Allerta attentati. La città è ora blindata per l’allerta attentati. Un palestinese è stato ucciso dalle forze di sicurezza israeliane perché ritenuto il responsabile di un attentato nei confronti del leader dell’ultradestra ebraica, rabbino Yehuda Glick, protagonista di molte incursioni sulla Spianata delle moschee. Il rabbino Glick, americano di origine, è a capo del movimento chiamato “I Fedeli del Monte del Tempio”, che ha come obiettivo la costruzione del Terzo tempio nel luogo della Spianata, e vorrebbe che le moschee di al Aqsa e la cupola della Roccia venissero spostate in un altro Paese.

Il palestinese ucciso, secondo la ricostruzione fatta dalla destra israeliana, avrebbe avvicinato in moto il rabbino, gli avrebbe chiesto se fosse davvero lui e gli avrebbe sparato. Pare, stando a quanto riportano le prime notizie della stampa israeliana, che l’attentatore parlasse ebraico con forte accento arabo e che si sarebbe scusato con il rabbino prima di sparare, dicendo che «doveva farlo».

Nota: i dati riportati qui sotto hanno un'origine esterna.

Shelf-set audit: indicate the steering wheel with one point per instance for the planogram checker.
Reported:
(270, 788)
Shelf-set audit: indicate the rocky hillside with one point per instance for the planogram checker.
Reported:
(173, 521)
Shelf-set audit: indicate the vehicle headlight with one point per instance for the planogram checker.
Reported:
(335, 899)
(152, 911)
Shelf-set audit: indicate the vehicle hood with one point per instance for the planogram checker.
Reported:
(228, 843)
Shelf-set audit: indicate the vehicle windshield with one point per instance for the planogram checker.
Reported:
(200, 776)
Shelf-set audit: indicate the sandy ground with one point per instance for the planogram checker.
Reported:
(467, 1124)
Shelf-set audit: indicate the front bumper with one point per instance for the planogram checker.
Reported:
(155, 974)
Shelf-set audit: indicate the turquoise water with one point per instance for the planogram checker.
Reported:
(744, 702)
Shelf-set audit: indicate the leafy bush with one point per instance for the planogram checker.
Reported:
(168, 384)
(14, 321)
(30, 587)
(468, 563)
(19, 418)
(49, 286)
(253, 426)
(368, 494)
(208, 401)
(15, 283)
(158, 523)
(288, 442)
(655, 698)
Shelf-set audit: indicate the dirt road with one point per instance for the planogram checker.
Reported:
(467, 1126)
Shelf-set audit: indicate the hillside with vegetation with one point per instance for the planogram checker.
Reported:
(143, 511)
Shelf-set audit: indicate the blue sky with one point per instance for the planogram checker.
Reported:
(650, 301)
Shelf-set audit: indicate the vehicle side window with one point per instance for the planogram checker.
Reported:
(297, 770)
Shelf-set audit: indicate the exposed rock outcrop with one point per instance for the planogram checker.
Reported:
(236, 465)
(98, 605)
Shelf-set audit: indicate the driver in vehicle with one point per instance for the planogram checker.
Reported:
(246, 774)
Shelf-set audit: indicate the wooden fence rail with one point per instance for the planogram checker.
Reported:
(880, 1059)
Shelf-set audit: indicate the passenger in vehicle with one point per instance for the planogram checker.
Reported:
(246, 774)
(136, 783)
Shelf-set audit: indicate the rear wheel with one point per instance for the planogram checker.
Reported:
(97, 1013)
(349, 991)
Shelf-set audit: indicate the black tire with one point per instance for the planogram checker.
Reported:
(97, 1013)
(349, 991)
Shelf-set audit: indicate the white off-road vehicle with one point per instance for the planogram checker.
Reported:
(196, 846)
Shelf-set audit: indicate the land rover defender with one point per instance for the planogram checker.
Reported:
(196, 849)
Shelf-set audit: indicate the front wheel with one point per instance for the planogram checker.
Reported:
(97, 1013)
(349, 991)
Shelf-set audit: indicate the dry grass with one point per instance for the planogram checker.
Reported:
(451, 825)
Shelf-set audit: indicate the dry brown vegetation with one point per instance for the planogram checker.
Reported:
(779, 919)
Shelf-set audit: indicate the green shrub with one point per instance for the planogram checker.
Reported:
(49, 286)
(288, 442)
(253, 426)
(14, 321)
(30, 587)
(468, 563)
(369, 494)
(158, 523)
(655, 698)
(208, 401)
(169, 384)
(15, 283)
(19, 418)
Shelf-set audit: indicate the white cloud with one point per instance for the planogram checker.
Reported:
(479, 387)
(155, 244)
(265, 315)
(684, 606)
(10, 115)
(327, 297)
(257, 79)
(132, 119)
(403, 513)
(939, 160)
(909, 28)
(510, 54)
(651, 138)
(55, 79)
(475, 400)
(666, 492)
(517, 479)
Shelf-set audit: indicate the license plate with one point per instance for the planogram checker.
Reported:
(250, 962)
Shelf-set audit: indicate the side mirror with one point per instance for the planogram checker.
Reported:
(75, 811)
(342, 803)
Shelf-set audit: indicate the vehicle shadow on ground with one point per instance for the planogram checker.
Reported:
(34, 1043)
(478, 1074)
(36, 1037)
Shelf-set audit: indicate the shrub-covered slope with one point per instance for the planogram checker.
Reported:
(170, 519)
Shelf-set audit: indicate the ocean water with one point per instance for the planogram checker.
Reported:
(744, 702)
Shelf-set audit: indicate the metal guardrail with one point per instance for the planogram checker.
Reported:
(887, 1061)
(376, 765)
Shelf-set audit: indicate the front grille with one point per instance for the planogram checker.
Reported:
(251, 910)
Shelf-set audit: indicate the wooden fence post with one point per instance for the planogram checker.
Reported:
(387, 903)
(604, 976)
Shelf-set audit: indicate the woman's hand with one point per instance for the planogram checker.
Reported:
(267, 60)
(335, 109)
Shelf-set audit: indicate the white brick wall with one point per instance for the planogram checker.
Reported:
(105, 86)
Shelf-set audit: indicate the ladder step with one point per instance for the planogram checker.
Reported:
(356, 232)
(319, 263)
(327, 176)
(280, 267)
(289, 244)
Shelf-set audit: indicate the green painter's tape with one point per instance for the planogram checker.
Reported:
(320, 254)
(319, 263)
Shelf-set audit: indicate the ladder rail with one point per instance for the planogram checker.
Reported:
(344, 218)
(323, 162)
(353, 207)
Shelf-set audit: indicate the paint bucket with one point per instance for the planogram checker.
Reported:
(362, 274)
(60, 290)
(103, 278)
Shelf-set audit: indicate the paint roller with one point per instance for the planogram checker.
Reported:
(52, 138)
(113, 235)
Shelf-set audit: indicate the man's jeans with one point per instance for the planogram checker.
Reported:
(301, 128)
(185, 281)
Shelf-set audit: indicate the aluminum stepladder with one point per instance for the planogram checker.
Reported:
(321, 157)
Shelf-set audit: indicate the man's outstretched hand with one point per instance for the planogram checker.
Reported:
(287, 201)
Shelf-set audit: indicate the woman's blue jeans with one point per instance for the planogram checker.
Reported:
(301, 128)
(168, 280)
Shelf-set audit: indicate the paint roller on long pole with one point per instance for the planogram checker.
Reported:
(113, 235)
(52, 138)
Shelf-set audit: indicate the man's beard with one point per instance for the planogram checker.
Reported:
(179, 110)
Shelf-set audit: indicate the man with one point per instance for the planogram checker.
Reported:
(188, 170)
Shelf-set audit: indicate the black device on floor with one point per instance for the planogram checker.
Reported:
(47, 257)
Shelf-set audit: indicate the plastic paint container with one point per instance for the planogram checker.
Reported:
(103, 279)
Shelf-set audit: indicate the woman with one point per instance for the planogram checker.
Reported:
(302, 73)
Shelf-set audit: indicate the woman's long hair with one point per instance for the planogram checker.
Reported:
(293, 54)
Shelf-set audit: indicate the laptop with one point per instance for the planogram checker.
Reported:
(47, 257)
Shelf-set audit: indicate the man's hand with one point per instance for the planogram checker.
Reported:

L’espansione di Israele e la risposta internazionale. E nei giorni scorsi il premier Netanyahu ha deciso, contro ogni parere della Comunità internazionale, di espandere ulteriormente gli insediamenti nella zona occupata della città, Gerusalemme Est. Verranno costruite 1060 case nelle due colonie di Ramat Shlomo e Har Homa, poste ai due antipodi della città. La prima è a nord est di Gerusalemme, la seconda a sud ovest, sulla strada che porta a Betlemme. Si costruiranno anche 12 nuove strade nella Cisgiordania occupata, interamente dedicate agli insediamenti e dove non potranno circolare i palestinesi.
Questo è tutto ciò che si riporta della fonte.